Adding a small splash of crimson to a Thanksgiving spread, cranberry sauce is a staple of many feasts on turkey day in America. Whether from a can or made at home, the sauce adds a refreshing tang to the show.
For those who want to try their hand at making cranberry sauce at home — it is quite easy — finding the right recipe can be important especially if it is going to stand out compared to the run of the mill canned sauce from the store. Below are a few recipes to consider ahead of the holiday.
Classic Cranberry Sauce: By far the simplest of the recipes on this list, making classic cranberry sauce requires a 12-ounce bag of fresh or frozen cranberries, one cup of sugar, one strip of orange or lemon zest and two tablespoons of water.

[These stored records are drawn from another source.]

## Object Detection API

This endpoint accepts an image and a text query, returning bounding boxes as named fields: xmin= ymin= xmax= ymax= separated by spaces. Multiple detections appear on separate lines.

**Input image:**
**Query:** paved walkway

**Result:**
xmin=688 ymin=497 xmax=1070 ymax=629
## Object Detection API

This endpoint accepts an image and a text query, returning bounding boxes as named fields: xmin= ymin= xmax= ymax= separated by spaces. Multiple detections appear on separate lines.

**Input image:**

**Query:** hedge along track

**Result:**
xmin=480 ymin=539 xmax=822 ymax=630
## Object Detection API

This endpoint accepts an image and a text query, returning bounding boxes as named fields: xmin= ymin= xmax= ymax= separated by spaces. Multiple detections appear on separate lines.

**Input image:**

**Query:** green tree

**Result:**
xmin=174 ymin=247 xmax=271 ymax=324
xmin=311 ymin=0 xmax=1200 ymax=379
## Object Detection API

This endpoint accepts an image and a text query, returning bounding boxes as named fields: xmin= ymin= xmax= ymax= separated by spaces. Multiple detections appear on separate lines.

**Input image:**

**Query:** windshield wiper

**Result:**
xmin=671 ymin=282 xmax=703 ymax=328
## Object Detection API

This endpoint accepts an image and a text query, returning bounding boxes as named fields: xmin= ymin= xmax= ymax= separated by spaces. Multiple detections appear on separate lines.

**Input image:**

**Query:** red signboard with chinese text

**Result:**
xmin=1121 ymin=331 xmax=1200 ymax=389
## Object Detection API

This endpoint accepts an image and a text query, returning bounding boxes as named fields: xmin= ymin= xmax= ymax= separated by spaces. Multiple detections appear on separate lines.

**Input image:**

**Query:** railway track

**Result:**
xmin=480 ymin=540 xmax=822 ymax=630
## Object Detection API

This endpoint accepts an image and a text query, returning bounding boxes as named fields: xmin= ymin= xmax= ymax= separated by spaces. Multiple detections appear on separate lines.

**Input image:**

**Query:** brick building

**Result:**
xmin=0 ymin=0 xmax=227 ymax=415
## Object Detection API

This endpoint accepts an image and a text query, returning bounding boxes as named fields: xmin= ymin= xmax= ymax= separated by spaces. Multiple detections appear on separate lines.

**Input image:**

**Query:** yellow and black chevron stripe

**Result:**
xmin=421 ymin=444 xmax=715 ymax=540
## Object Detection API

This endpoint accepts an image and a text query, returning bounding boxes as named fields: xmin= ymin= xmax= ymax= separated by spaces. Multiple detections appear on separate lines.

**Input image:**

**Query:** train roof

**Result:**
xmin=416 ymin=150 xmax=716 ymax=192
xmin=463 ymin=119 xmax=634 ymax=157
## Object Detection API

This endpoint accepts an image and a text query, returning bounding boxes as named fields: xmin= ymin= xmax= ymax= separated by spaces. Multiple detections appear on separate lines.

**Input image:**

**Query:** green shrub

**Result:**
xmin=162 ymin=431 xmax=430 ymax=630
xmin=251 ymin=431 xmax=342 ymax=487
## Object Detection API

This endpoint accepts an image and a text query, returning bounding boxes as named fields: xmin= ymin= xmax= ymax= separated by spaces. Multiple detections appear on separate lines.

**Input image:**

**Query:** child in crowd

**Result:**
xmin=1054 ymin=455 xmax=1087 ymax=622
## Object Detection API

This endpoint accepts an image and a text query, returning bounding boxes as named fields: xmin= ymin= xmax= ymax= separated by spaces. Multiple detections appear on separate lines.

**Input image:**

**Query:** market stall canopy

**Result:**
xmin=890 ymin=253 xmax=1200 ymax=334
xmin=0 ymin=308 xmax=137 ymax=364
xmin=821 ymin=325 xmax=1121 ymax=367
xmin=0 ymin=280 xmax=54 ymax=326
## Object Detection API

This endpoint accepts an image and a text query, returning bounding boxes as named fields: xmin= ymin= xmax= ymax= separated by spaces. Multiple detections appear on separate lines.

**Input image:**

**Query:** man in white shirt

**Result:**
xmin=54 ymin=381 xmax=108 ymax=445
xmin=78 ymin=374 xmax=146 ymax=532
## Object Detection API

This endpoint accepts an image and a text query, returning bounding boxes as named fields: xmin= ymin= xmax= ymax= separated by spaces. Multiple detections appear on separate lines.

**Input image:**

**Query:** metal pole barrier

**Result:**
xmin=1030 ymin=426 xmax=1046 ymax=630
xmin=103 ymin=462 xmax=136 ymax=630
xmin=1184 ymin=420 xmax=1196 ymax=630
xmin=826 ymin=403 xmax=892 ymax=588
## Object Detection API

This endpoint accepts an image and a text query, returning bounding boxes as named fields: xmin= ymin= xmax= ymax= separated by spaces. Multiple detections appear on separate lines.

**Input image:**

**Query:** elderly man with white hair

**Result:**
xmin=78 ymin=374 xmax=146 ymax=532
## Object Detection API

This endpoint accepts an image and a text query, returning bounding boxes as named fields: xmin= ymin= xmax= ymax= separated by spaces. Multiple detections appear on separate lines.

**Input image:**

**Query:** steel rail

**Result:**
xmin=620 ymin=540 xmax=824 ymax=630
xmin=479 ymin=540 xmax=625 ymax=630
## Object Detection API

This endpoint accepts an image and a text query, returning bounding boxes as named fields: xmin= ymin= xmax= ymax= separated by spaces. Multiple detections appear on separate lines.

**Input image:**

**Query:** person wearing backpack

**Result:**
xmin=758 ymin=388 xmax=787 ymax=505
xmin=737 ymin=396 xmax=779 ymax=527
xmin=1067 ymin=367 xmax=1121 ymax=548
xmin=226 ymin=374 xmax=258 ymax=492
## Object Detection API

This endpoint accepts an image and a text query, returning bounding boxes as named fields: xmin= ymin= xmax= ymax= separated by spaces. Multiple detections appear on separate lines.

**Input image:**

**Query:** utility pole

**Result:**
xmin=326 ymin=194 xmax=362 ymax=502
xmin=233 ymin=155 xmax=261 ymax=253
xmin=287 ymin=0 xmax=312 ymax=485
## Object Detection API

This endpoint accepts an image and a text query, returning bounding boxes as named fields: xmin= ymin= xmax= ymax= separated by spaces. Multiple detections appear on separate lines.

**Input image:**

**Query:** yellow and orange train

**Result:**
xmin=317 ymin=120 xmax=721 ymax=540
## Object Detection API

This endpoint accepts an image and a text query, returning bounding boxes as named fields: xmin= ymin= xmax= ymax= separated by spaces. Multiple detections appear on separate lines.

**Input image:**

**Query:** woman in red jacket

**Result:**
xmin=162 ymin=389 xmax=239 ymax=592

To make, add the cranberries to a saucepan and remove about a 1/2 cup of the berries and put aside for later. Combine the remaining ingredients and cook over low heat until the sugar dissolves and the cranberries become soft (about 10 minutes). Then, increase the temperature to medium and cook until the cranberries burst, or about 12 more minutes. Then return the mixture to low and stir in the remaining cranberries. Add sugar, salt and pepper to taste before cooling it to room temperature for serving.
Ginger Cranberry Sauce: This recipe combines one pound of frozen or fresh cranberries in a saucepan alongside 1/2 cup of granulated sugar, 1/3 cup of light brown sugar, two teaspoons orange zest, ¾ cup orange juice and one tablespoon ginger. Bring the mixture to a boil before reducing the heat and simmering while stirring occasionally. Keep the heat on until the sauce thickens and the cranberries burst (about 15 to 20 minutes).
Spiced Cranberry Sauce: To start this recipe, grab a four inch square of cheesecloth and put two whole star anise and four whole allspice berries inside and tie into a sachet. Then, in a medium pot over medium heat mix ¾ cup sugar, ¼ cup orange juice and ¼ cup water. Add the sachet and stir until the sugar melts and liquid bubbles begin.
Remove the liquid and allow it to steep for 10 minutes before returning the pot to medium-high heat. Add 12 ounces of cranberries and zest strips from ½ orange and cook the mixture until the cranberries begin to pop. After removing the sachet, chill the container for at least an hour.